On 22/10/11 10:01, Mark Morgan Lloyd wrote:
Felipe Monteiro de Carvalho wrote:
Free is how you release the memory allocated for a object. Free calls
Destroy. Never call Destroy manually. When you implement the
destructor you always implement Destroy, never change Free.
A number of years ago, Matthew Jones's wife looked over his shoulder
and caught him using Create and Destroy. "Bit violent, isn't it?" When
he told the story somebody else pointed out that he should be using
Create and Free, I find this anecdote makes it easy to remember.
Nil is not a routine, it is a value, it means that the object is
empty, it does not exist / is not allocated. Nil in existing
implementations that I know is represented by the value zero.

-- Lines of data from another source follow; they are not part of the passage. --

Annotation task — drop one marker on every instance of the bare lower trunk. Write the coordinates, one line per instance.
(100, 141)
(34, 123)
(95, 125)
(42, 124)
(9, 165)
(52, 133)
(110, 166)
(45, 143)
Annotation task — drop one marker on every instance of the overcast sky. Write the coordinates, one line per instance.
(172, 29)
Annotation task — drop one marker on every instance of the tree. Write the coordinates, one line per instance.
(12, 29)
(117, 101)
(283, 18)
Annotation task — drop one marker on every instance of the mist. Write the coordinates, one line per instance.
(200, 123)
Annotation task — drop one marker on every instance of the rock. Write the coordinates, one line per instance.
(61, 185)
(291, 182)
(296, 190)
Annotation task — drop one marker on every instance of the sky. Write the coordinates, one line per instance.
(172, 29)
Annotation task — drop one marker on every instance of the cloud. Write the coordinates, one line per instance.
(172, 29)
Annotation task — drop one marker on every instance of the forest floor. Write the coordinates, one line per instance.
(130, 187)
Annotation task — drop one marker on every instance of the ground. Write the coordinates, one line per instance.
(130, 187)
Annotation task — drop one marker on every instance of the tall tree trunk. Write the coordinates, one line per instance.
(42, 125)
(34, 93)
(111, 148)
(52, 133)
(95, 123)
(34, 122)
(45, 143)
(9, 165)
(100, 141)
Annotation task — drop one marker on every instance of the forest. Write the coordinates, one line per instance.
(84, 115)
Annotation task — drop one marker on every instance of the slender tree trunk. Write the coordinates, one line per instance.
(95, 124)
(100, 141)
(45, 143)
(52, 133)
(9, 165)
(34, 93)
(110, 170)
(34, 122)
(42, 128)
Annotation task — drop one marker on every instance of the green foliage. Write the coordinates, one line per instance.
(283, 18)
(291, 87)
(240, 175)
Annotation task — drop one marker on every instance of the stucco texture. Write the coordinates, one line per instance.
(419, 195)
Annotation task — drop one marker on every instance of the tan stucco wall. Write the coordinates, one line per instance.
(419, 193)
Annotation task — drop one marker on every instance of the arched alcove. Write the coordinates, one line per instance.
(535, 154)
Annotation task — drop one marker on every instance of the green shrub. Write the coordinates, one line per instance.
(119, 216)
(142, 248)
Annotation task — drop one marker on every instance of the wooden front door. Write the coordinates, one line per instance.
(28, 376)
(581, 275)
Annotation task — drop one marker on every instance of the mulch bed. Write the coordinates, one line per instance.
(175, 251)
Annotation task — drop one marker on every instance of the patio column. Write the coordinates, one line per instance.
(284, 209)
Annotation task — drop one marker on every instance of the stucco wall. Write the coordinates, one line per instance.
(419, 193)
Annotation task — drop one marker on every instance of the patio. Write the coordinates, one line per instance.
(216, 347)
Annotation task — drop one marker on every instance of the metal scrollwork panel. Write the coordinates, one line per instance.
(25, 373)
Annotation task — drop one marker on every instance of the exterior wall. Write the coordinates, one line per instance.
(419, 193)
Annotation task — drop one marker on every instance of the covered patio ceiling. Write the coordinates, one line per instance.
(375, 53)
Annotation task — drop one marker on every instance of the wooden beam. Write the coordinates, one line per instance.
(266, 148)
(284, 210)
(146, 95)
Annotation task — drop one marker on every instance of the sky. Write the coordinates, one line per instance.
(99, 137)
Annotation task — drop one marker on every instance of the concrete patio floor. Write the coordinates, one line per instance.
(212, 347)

I've once seen a compiler using a non-zero value, I think it was the
first Logitech protected-mode Modula-2 and it used ffff:0000. Apart
from that I think that C specifies that nil has a bit pattern of all
zeros, and anything with even the slightest interest in compatibility
sticks to this as a convention.
Almost -- In C, NULL doesn't have to be all zeroes internally, but the
value 0 in the source code represents the NULL pointer. The compiler is
allowed to convert (void*)0 to a different bit pattern if the hardware
requires it, but you'd need a pretty good reason to make life that
complicated. So it would be a rare compiler that did that.
If I recall corerctly, that Modula-2 value for nil was the address the
8086 jumped to when released from RESET. So jumping through a pointer
with value nil would be something you would notice pretty much immediately.